Nightingale, who was the daughter of wealthy British family, devoted her early years as a nurse improving the hospital conditions during the Crimean war. She focused on improving sanitation and nutrition. In 1859, she wrote Notes on Nursing, a 136-page book that served as an important part of the curriculum at the Nightingale School and other nursing schools established at that time. Her ideas and devotion to nursing quickly spread to other countries, including the United States.

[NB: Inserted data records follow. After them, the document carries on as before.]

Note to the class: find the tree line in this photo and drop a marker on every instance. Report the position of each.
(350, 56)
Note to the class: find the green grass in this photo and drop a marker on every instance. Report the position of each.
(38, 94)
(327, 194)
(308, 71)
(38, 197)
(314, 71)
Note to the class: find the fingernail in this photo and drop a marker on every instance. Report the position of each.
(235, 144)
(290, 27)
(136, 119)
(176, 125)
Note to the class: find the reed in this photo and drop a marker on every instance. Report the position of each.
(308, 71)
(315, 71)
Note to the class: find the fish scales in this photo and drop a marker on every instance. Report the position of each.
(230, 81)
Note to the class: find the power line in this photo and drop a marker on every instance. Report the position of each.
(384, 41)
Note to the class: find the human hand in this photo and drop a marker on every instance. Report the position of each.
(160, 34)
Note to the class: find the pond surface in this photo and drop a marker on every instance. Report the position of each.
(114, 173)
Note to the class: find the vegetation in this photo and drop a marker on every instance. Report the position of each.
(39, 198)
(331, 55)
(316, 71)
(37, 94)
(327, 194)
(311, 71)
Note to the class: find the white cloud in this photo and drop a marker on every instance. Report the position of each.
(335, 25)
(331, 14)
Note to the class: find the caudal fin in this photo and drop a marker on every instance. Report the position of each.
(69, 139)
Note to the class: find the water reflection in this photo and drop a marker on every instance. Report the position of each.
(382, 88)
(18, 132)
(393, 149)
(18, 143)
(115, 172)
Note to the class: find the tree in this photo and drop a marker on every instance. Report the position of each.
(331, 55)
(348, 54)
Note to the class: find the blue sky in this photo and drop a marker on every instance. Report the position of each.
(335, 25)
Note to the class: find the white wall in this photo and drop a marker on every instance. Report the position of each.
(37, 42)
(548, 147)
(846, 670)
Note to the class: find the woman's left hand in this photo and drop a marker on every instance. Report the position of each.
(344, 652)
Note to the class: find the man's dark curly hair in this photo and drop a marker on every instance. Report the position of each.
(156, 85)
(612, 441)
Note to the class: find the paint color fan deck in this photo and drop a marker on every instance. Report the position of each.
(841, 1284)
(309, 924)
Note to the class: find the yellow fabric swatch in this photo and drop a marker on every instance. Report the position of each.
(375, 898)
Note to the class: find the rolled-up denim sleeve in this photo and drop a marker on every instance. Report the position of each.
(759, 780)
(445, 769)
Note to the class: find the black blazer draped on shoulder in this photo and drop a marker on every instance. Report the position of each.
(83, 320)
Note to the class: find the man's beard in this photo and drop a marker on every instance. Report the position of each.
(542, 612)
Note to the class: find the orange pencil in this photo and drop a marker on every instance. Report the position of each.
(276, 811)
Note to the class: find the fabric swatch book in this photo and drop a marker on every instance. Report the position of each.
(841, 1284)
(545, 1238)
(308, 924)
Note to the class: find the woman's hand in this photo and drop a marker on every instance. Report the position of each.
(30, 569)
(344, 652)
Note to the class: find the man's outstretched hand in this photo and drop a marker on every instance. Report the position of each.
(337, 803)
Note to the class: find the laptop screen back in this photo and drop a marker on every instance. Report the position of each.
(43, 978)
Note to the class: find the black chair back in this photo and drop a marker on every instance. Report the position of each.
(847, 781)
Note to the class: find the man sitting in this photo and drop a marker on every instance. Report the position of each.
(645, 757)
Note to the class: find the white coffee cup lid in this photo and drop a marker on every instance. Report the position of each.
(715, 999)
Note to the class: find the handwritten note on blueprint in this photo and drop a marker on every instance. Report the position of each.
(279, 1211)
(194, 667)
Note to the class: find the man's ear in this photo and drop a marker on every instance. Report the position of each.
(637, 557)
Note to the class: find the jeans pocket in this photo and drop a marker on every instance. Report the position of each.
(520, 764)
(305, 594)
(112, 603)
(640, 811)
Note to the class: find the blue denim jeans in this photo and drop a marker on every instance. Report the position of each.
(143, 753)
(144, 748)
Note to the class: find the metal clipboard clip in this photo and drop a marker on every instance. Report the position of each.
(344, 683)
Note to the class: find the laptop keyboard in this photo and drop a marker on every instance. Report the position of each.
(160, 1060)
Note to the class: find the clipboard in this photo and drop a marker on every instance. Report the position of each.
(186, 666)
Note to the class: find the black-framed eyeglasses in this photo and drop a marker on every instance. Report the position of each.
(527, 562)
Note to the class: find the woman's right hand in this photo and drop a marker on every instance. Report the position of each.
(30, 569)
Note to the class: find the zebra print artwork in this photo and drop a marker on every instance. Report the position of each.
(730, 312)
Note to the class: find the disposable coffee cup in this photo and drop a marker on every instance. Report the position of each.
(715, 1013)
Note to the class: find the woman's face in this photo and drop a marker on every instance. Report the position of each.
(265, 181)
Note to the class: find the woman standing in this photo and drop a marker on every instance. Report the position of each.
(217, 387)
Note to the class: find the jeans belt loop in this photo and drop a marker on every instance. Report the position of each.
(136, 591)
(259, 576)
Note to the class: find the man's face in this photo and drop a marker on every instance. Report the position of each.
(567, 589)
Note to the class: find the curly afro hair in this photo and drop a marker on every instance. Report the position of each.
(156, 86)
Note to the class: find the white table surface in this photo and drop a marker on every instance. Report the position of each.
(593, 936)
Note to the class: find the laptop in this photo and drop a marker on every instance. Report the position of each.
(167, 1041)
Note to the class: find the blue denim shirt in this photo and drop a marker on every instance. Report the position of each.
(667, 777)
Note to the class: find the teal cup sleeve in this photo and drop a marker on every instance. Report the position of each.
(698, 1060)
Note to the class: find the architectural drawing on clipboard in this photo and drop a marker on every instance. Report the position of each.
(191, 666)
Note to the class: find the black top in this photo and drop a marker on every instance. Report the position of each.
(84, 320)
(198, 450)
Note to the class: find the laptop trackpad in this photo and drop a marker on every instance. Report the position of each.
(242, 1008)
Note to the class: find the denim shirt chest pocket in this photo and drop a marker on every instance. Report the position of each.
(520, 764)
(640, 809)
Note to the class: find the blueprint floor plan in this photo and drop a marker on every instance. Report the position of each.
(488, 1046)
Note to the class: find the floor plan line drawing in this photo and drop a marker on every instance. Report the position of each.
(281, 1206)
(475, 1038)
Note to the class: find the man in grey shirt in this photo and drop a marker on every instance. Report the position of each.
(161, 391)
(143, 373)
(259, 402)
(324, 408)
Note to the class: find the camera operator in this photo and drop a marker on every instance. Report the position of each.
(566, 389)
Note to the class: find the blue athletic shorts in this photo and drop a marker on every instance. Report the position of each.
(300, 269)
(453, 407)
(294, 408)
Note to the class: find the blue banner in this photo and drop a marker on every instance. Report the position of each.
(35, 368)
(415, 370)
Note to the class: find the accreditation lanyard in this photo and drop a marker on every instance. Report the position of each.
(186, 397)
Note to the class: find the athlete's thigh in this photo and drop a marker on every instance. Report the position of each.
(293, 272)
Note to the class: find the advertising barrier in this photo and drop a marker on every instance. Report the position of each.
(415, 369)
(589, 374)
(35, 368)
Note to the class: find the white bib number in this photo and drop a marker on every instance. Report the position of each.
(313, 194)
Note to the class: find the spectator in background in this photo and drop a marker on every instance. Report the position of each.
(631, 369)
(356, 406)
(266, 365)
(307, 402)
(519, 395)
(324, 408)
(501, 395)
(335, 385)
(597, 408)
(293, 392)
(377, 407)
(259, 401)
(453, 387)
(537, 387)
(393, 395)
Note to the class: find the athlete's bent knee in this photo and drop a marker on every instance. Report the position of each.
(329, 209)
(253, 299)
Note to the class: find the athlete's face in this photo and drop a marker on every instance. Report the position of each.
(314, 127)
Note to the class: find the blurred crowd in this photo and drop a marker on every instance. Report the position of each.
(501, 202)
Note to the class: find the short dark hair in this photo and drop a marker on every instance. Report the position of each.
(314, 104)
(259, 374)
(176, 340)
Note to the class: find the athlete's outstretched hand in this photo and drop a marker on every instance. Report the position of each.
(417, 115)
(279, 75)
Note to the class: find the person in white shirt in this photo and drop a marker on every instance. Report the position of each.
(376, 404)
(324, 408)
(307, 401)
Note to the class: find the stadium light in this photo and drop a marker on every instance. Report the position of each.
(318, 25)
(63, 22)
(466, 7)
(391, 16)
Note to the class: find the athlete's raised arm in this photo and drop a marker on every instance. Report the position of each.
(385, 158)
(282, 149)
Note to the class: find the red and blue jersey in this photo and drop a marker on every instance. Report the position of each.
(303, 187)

The first school of nursing in the United States was founded in Boston in 1873. By the year 1938, New York State passed the first state law requiring licensing for practical nurses. Since then, there has been a large growth in the number of nursing schools, nursing regulatory boards, and active nurses.
Florence Nightingale influenced nursing so much, that even today most nursing schools require students to stand and recite the “Nightingale Pledge,” which is similar to the Hippocratic oath taken by doctors.
The Florence Nightingale Pledge, Composed by Lystra Gretter
I solemnly pledge myself before God and in the presence of this assembly, to pass my life in purity and to practice my profession faithfully. I will abstain from whatever is deleterious and mischievous, and will not take or knowingly administer any harmful drug. I will do all in my power to maintain and elevate the standard of my profession, and will hold in confidence all personal matters committed to my keeping and all family affairs coming to my knowledge in the practice of my calling. With loyalty will I endeavor to aid the physician, in his or her work, and devote myself to the welfare of those committed to my care.
What is a Registered Nurse?
Registered nurses (RNs) are individuals who have completed all of the necessary educational and licensure requirements as set forth by the Board of Nursing in each state. RNs often perform a wide range of duties, including assessing and evaluating patient care, administering medications, using medical equipment to run diagnostic tests, educating family members and patients on diseases and treatments, documenting patient information and vital signs, developing nursing care plans, and much more.
Nurses typically work under the authority of a physician, nurse practitioner, or physician’s assistant. Registered nurses often delegate responsibilities to licensed practical nurses (LPNs), and certified nursing assistants (CNAs), depending on their scope of practice and competencies.
Nurses make up an essential part of our healthcare system, and they make up the largest number of the healthcare occupations. According to the BLS statistics, over 60% of registered nurses work in a hospital setting, while others work in other settings such as physician’s offices, outpatient facilities, and home-health agencies.